The Land Cover and Land Use Change Observatory addresses major uncertainties in the extent, drivers, and consequences of deforestation and forest degradation in the Congo Basin, especially their feedbacks on climate and ecosystem services. Despite increasing attention to forest loss in the region, comprehensive, high-resolution monitoring of land use change remains limited. This lack of data constrains the ability to assess degradation accurately, predict long-term impacts on rainfall and carbon storage, and design effective land management policies.
Lead researchers and institutions
The Observatory is co-led by Dr Medard Obiang (University of Omar Bongo, Gabon) and Prof Suspense Ifo Averti (University of Marien Ngouabi, Republic of the Congo), supported by Prof Dominick Spracklen (University of Leeds, UK), an expert in land-atmosphere interactions and remote sensing of tropical forests.
The Observatory will also support two PhD students at Omar Bongo University, one PhD student at Marien Ngouabi University, and one PhD at Leeds University. To read more about each of the scholarship research projects in the Land Cover Observatory, click here.
Research objectives
The Observatory will exploit new developments in satellite remote sensing to make a comprehensive assessment of forest degradation in the Congo Basin and assess how land management policies reduce rates of degradation and deforestation, whilst also collecting new field data to improve existing models based on satellite data. The Observatory will also investigate the impact of non-logging activities, including charcoal production and mining, for a more complete monitoring of forest degradation. Using satellite data, climate reanalysis products and local weather station data, the Observatory will produce the first detailed assessment of how deforestation and degradation is altering evapotranspiration and rainfall recycling, and quantify the impacts on agriculture in the region.
The key outputs are:
- A map for forest degradation (not deforestation which is successfully monitored by Global Forest Watch) across the Congo Basin including how it has evolved over the past decade.
- An assessment of which land management policies reduce rates of deforestation and forest degradation.
- An assessment and map of how much rainfall is being reduced by deforestation and forest degradation in the Congo basin, and the prospects of breaching a tipping point threshold whereby forest cannot persist.

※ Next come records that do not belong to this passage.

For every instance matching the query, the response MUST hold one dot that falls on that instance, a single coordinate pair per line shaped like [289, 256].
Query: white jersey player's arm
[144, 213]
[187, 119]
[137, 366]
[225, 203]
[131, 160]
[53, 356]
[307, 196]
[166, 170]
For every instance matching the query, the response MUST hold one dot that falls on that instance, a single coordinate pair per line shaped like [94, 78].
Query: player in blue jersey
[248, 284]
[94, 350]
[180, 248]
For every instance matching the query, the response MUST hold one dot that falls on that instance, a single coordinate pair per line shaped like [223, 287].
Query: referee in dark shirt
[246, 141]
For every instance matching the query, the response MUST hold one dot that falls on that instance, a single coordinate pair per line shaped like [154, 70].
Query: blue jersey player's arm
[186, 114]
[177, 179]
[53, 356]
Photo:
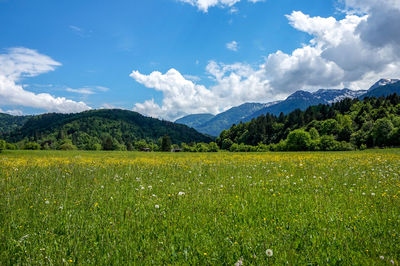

Links to other observatories
Collaboration with the Vegetation Observatory will provide a large volume of data on forest structure in selectively logged forest, which will be used to capture how extensive forest degradation is across the Congo basin. Coordination with the Biodiversity Observatory will enable them to scale assessments of mammal diversity and abundance by land cover type to the region. The Land Cover Observatory will also work closely with the Climate Observatory in the assessment of the impact of forest change for rainfall cycling, and with the Socio-Ecology Observatory to provide remotely sensed data to local communities to assist them in the management of their territories.